While the history of the internment of Japanese Americans is a well-known tale, and the subject of numerous apologetic gestures by the United States government towards those sent to the camps, it is not as well known that Germans and Italians suffered similar fate. Across the United States, over 10,000 German Americans and 3,000 Italian Americans were interned. Many of these came through Ellis Island, which served as a sort of waystation for processing those under internment and relocating them to the various camps scattered throughout the nation. Approximately 600-800 "enemy aliens" would pass through Ellis Island per month during the height of its use as an internment camp; most would be sent to other facilities, but some remained on the island for years. Because of the ethnic makeup of New York City, most of these were of German or Italian descent.
After the war ended, "enemy aliens" were released from the interment camp, and although the European conflict had ended a year earlier, it was only then that the Italian and German detainees were freed. Internment remained a contentious and polarizing issue for many years; finally, in 1980, President Jimmy Carter created the Commission on Wartime Relocation and Internment of Civilians - specifically to study the issue as it pertained to Japanese Americans.
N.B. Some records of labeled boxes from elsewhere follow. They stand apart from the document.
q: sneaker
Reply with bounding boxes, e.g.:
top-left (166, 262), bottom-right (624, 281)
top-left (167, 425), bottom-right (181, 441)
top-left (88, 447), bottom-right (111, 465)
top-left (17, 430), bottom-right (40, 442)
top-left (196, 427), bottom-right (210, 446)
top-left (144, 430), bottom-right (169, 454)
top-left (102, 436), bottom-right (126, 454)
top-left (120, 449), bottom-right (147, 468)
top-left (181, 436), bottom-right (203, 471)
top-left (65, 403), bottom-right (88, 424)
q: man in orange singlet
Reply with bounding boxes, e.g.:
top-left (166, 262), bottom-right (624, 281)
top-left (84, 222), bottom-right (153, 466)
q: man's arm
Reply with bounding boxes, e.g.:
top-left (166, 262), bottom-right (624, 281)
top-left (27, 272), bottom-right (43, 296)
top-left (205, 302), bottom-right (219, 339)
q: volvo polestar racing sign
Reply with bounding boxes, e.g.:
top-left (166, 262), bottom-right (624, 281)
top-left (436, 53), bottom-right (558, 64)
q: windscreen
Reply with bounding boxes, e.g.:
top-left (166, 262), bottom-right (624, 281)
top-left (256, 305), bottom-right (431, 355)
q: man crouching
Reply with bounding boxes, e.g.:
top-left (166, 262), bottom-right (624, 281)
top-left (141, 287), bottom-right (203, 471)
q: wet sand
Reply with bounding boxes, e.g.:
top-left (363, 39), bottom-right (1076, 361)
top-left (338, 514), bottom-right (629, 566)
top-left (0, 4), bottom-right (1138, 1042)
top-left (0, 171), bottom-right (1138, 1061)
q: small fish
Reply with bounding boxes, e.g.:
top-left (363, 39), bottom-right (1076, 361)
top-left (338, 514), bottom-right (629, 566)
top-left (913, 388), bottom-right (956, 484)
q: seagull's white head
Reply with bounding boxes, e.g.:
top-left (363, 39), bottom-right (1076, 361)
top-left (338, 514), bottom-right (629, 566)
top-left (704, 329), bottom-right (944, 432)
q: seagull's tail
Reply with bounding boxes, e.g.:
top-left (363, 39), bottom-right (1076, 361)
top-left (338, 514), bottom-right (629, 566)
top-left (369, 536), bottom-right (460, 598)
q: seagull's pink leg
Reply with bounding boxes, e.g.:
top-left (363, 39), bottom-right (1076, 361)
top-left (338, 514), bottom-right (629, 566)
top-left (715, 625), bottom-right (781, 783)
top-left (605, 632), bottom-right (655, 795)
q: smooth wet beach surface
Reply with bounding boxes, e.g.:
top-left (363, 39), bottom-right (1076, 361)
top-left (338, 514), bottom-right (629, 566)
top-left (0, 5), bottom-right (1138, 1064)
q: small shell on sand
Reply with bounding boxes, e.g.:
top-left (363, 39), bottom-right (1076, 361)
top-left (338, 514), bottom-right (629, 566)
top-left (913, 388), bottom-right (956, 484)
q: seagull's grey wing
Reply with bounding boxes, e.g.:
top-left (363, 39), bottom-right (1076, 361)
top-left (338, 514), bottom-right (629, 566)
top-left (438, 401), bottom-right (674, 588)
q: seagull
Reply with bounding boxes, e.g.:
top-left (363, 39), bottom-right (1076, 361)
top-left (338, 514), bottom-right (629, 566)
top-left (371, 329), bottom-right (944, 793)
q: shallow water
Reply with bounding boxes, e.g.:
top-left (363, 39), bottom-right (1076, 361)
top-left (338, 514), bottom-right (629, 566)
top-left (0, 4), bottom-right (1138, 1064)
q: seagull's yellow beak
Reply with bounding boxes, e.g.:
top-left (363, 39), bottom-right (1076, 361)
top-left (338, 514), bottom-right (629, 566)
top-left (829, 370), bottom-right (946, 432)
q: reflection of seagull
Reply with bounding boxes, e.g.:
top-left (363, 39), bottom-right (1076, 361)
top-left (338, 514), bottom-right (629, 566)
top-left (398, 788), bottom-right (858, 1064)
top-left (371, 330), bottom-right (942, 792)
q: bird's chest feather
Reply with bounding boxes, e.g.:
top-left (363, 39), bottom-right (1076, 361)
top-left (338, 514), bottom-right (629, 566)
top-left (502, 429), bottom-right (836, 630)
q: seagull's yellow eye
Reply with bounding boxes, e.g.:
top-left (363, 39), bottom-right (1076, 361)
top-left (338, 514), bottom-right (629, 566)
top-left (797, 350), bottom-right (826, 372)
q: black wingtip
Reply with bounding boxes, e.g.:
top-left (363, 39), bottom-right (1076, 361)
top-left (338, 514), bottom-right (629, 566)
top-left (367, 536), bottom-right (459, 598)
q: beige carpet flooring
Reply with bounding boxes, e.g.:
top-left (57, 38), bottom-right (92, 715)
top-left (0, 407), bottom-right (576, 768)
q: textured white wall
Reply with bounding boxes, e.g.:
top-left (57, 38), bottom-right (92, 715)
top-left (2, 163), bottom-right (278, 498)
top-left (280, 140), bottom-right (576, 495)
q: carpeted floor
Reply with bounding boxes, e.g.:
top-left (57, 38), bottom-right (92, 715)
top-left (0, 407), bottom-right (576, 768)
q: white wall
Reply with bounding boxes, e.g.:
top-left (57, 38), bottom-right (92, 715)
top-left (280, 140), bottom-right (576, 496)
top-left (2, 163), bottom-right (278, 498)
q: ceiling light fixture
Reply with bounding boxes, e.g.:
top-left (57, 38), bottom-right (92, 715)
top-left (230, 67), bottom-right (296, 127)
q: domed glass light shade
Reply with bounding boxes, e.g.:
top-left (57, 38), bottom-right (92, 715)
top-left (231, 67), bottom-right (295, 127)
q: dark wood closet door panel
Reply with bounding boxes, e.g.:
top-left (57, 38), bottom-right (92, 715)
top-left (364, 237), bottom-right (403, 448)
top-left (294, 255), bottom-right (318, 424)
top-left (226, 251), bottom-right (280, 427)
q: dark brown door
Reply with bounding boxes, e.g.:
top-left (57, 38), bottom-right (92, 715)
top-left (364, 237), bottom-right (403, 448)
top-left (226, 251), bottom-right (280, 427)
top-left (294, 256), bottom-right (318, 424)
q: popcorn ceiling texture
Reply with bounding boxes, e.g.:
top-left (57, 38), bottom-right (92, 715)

Beginning in 1990 under the supervision of the George H. W. Bush administration, payments and official apologies were made to surviving Japanese Americans interned in the United States. To this day, there has been no official recognition of the internment of European Americans labeled as "enemy aliens", and no similar offer of compensation.
A rotting pile of mattresses sat in a corner of the Baggage and Dormitory Building from the time of its vacancy until 2011, when the building was cleaned out, stabilized, and boarded off.
After its use as an internment camp, the Baggage and Dormitory building was left largely vacant, although it was still maintained until the island closed for good in 1954 and was completely abandoned. Even as the nearby Main Building was completely renovated to the tune of $150 million, and the Hospital Complex was stabilized and cleaned up some years later, the detention building of Ellis Island remained untouched, slowly taking on more and more water damage, until 2011, when it was stabilized, cleaned out, and boarded off. Perhaps there is a reason for this; while the Main Building saw 98% of prospective immigrants pass into America and thus represents hope, and while the Hospital Complex saw many prospective immigrants convalesce to the point that they were able to enter and thus represents healing, the Baggage and Dormitory Building has no such positive context. It was, always, a building first and foremost for detention.
And perhaps, when more funds are secured, it too should be reopened as part of the Ellis Island National Monument. Classism, racism, and anti-semitism are a part of the American story just as much as the "melting pot" concept we learned a glossy version of in Social Studies classrooms. Internment was a reality of our national conduct during the Second World War. These aren't happy stories, but they are fundamentally American stories, and they deserve to be told. The Baggage and Dormitory Building at Ellis Island would be a wonderful place for the telling of these tales.